Jaws dropped when a New York Times blogger compared the jihadist figure that connects Fort Hood, the Christmas Day airplane bomb and Times Square -- Anwar al-Awlaki -- to Jesus Christ. How can liberals, who pride themselves on being so much more shades-of-gray nuanced, not distinguish between figures of violence and non-violence? On the Opinionator blog, Robert Wright complained about Barack Obama authorizing the assassination of al-Awlaki:
Even leaving aside the constitutional questions (al-Awlaki is an American citizen), doesn’t Obama see what a gift the killing of this imam would be to his cause?

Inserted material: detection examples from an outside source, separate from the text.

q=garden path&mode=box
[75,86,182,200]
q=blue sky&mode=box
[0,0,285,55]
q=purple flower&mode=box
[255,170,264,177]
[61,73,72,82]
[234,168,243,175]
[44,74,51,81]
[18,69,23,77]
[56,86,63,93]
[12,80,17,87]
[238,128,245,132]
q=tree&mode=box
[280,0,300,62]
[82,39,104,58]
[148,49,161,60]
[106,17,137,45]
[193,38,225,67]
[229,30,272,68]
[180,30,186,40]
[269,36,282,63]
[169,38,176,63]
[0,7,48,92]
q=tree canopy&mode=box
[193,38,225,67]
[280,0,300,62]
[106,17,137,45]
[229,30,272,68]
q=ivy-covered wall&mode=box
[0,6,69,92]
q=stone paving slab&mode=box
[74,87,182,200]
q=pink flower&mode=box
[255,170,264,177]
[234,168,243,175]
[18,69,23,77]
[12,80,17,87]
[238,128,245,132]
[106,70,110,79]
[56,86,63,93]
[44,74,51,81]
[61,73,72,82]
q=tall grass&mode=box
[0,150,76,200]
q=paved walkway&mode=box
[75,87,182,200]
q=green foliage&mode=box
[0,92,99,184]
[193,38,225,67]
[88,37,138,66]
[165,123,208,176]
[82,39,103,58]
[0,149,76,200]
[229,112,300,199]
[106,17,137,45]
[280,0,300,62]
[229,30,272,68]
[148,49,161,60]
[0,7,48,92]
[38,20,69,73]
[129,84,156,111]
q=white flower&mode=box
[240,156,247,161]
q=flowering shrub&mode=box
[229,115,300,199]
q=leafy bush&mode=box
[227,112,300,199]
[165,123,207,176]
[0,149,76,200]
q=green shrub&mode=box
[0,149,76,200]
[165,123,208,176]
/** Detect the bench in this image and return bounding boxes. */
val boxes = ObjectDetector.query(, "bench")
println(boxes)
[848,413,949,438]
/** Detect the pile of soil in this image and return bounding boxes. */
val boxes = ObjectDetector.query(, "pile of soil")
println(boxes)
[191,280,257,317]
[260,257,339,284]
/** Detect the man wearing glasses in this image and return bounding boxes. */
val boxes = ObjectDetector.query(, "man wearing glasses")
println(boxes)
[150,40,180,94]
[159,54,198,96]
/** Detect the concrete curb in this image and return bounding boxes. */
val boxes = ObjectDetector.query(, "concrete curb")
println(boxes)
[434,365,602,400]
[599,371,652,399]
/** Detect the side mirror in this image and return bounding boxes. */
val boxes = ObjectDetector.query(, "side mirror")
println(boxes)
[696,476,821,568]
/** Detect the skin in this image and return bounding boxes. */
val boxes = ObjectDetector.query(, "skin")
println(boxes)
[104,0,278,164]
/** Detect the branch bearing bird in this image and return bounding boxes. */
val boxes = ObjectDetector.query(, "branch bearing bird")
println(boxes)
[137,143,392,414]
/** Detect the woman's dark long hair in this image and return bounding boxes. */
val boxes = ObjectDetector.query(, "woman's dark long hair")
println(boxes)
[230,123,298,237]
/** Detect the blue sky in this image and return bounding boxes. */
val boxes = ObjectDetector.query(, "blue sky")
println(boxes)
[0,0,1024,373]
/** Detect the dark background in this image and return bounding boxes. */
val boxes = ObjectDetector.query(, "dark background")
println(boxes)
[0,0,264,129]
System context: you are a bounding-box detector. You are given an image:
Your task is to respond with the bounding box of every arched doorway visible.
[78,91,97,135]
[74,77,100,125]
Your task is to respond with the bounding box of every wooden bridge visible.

Just ask the Romans how their anti-Jesus-movement strategy worked out. (And Jesus’s followers didn’t have their leader’s sermons saved in ready-to-go video and audio files; al-Awlaki’s resurrection would be vivid indeed.)
Wright began his blog post by mocking neocon Daniel Pipes as hardly "drowning in conceptual complexity." Wright's larger point was that "war on terror" folks find "jihadi intent" or religious extremism in terror incidents in Times Square, while Wright finds every terrorist is motivated by American militarism and terror-fighting excess. Wright just can't believe Obama is going down the "disastrous" Bush-Cheney path:
When you look at how much real-world evidence there is against the views of war-on-terror hawks, it’s not surprising that they would construct their own little universe, a place where “jihadi intent” is an uncaused cause, and our only hope is to kill or intimidate the people who, through some magical process that defies comprehension, have been possessed by it.
What is surprising is that Barack Obama, who became the Democratic nominee for president largely because he had opposed the Iraq war, seems increasingly to be taking his cues from the people who so disastrously supported it.
Which editor at the New York Times read this comparison of Jesus Christ to a bomber-inspiring imam and signed off on it? Either Wright is too important to have one, or there's an editor who thinks all these "fundamentalist" religions are alike in their menacing qualities. At the National Catholic Register, Matthew Archbold (a blogger at Creative Minority Report) added some context on Wright:
Mr. Wright can argue whether killing al-Awlaki is a wise foreign policy move or even a moral one. But the assassination of an imam leading fanatics to rally around his banner and committing hateful atrocities in his name is like Jesus in what manner exactly? Only a mindset that views all religion as dangerous could feel comfortable reading this comparison. To compare Jesus to a terrorist inspiring Imam and to compare Jesus’ resurrection to the playing of a video file seems like a pretty disrespectful reach.
But seemingly to Wright, Christians are often to blame for violence done in Islam’s name. A few months ago, Wright blamed Christian proselytizing for anti-Christian violence by Muslims. Wright recently wrote: “Even if proselytizing isn’t the prime mover, my guess is that it pretty consistently falls in the “not helpful” category from the point of view of world peace and, ultimately, American security. And some of it… is particularly antagonistic.”
So Islamic terrorism is now caused by Christian evangelism. It's just another day, another anti-religious outburst from the New York Times.